A child is at risk of dying from malnutrition every minute in 15 countries, warns UNICEF
Photo: ESSA AHMED/AFP/Getty Images
Every minute, one more child is added to the nearly 8,000,000 children under five at risk of dying from severe wasting in 15 countries affected by the hunger crisis that devastates them, The United Nations Children’s Fund (UNICEF) warned on Thursday.
Those little ones will die unless they receive immediate food and therapeutic care, UNICEF added, urging international donors, specifically the G7 countries, to provide $1.2 billion for that purpose.
The agency’s request comes before the G7 summit.
The UN agency detailed that the growing world food crisis has added 260,000 children so far this yearor one every minute, to the total number of severely wasted in the 15 most affected countries.
To respond to the emergency, UNICEF expanded its operations in the 15 hardest-hit countries: Afghanistan, Burkina Faso, Chad, Democratic Republic of the Congo, Ethiopia, Haiti, Kenya, Madagascar, Mali, Niger, Nigeria, Somalia, Sudan, South Sudan and Yemen.
UNICEF estimates that at least 40,000,000 children are severely nutritionally insecure in those 15 countries, which means that they do not receive the minimum and diverse nutrition they need to grow and develop in early childhood.

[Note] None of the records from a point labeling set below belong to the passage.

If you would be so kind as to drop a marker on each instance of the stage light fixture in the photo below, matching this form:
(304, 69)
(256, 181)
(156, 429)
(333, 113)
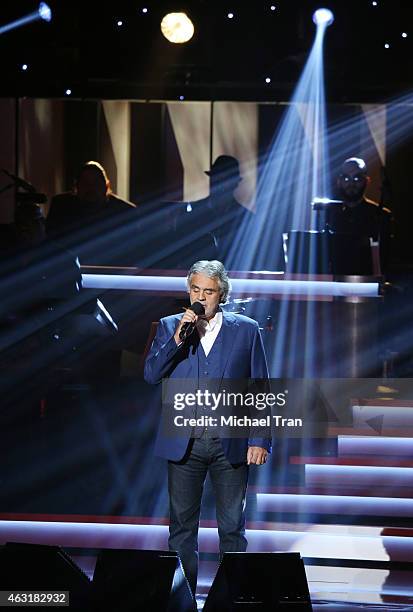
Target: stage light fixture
(323, 16)
(44, 11)
(177, 27)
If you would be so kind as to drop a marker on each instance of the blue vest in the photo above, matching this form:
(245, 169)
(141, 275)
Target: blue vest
(208, 368)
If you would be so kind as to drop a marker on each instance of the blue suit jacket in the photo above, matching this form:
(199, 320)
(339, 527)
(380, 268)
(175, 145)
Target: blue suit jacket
(242, 356)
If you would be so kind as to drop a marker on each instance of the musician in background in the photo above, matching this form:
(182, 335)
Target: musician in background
(358, 215)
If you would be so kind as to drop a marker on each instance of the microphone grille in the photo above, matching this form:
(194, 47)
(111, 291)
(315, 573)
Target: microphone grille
(198, 308)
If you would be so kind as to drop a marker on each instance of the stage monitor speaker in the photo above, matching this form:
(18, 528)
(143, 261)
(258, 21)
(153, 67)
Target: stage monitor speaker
(36, 567)
(137, 580)
(259, 582)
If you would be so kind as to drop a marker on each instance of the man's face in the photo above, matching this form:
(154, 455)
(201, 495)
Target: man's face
(205, 290)
(352, 182)
(91, 186)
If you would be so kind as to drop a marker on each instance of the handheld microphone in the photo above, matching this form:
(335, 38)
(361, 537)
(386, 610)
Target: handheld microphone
(188, 328)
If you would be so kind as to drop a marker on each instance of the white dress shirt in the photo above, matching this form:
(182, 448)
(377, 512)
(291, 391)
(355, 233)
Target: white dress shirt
(209, 330)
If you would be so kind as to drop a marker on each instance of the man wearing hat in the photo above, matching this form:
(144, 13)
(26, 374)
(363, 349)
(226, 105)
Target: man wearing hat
(220, 213)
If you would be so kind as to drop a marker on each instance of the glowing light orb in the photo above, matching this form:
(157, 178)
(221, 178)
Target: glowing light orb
(323, 17)
(177, 27)
(44, 11)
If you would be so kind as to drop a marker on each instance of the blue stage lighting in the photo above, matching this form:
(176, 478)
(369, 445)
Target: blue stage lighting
(323, 17)
(44, 11)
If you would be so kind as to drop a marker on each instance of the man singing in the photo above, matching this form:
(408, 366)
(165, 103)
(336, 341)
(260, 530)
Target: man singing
(223, 345)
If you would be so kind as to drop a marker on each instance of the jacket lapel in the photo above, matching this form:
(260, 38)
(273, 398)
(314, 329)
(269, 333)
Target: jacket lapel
(230, 328)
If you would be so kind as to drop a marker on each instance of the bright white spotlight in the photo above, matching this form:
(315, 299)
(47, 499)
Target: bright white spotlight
(177, 27)
(323, 17)
(44, 11)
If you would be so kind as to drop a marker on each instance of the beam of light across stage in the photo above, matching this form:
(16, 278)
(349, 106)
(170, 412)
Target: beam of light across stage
(265, 288)
(43, 12)
(293, 172)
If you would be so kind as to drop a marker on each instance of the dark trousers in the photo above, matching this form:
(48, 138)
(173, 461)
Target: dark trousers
(185, 485)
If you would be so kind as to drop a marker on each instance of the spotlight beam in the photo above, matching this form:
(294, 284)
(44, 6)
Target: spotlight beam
(43, 12)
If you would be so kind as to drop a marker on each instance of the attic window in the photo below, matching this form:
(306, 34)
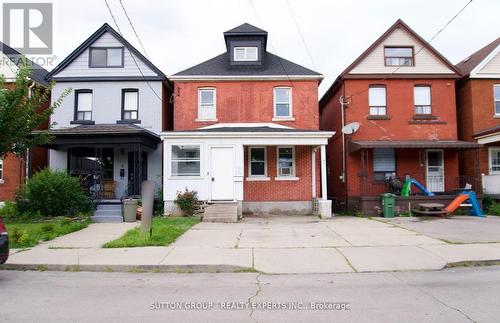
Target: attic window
(106, 57)
(245, 54)
(398, 56)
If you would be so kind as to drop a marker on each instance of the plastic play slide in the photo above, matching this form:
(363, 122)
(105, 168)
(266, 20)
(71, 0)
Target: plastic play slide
(474, 208)
(407, 187)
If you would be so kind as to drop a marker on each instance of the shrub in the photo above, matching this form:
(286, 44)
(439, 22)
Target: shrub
(52, 193)
(187, 201)
(494, 209)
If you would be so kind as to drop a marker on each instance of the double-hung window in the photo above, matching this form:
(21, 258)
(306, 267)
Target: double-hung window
(283, 102)
(286, 162)
(186, 160)
(422, 99)
(245, 54)
(377, 100)
(130, 101)
(398, 56)
(257, 163)
(106, 57)
(83, 105)
(384, 163)
(496, 95)
(207, 104)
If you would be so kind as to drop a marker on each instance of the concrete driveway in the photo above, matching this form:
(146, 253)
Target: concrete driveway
(456, 229)
(305, 244)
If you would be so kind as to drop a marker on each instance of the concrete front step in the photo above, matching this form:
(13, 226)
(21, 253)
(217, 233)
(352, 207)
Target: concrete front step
(107, 219)
(221, 213)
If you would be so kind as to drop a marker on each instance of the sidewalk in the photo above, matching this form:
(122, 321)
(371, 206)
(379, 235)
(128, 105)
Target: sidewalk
(272, 245)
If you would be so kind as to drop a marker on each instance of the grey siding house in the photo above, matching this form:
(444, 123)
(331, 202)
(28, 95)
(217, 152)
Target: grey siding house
(106, 132)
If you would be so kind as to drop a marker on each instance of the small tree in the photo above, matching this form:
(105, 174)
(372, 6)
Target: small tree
(20, 113)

In addition, 21,000,000 children face severe food insecurity, that is, they do not have access to enough food to meet minimum dietary needs, putting them at high risk of severe wasting.

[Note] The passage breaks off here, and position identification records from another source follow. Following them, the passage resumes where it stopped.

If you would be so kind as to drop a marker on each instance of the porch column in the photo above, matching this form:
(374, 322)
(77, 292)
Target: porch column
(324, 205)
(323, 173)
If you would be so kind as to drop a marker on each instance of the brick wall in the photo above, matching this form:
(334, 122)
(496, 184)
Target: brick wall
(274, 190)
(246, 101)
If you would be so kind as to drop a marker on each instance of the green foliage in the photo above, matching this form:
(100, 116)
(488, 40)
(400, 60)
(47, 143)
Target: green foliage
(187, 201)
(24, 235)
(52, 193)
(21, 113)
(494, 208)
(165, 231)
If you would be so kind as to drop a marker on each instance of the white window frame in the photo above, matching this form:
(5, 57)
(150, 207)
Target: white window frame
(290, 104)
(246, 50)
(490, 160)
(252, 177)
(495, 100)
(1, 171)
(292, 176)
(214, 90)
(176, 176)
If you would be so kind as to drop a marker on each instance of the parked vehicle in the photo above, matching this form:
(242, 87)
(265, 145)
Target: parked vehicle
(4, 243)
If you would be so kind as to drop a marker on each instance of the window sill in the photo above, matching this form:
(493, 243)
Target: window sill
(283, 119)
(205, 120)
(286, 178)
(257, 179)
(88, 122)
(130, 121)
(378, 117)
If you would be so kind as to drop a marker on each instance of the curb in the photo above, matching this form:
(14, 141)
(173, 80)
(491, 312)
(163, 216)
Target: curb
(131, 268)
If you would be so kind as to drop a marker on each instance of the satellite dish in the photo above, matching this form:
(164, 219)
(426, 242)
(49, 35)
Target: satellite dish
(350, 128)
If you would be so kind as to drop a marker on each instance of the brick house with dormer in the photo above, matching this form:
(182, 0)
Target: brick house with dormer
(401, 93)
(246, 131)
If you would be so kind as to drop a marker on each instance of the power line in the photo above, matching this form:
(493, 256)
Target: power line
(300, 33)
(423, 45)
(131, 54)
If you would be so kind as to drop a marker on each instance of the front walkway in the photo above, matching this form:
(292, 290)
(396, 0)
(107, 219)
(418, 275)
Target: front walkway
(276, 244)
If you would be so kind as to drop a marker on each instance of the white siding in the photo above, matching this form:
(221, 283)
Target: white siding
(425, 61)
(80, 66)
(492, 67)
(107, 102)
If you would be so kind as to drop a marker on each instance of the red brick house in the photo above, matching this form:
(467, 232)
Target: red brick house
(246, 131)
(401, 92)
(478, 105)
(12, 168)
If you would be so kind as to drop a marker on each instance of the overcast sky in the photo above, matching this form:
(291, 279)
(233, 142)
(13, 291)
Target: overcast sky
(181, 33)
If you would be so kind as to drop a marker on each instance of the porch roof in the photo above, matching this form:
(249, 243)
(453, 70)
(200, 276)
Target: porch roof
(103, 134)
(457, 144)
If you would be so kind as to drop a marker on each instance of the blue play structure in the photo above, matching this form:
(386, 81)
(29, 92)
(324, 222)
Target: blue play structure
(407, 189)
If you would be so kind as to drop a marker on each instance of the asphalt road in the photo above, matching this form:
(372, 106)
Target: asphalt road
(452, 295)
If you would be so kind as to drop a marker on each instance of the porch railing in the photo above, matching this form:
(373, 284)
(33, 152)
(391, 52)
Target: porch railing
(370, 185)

The most visible and deadly form of malnutrition
Severe wasting is the most visible and deadly form of malnutrition. Weakening of the immune system increases the risk of death among children under 5 years of age up to 11 times more than among well-nourished children.
“It’s hard to describe what it means for a child to be ‘severely wasted’, but when you meet a child who is severely wasted, you understand and,” said the UNICEF Executive Director.

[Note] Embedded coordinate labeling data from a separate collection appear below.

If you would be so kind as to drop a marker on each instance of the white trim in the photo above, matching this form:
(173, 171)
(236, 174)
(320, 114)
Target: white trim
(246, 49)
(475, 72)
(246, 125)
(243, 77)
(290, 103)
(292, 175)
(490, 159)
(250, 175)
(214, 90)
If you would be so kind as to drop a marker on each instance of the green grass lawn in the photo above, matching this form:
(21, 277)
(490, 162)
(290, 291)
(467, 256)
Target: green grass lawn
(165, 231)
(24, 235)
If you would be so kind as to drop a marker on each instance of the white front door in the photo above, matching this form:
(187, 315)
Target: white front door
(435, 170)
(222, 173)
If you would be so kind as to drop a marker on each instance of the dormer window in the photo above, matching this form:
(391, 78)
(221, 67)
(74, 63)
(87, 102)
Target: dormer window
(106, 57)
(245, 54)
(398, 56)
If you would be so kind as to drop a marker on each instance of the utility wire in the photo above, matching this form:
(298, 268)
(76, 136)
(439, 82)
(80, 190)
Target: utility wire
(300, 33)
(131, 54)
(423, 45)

“World leaders gathered in Germany for the G7 ministerial meeting have a limited opportunity to act to save the lives of these children. There is no time to lose. Waiting for famine to break out is waiting for children to die,” said Catherine Never Forgets Russell.
UNICEF recently referred to current global levels of severe child malnutrition as a “potential tinderbox”.
Russell said the powder keg “has created the conditions for extreme levels of childhood wasting to increase and it’s starting to catch fire,” Russell said.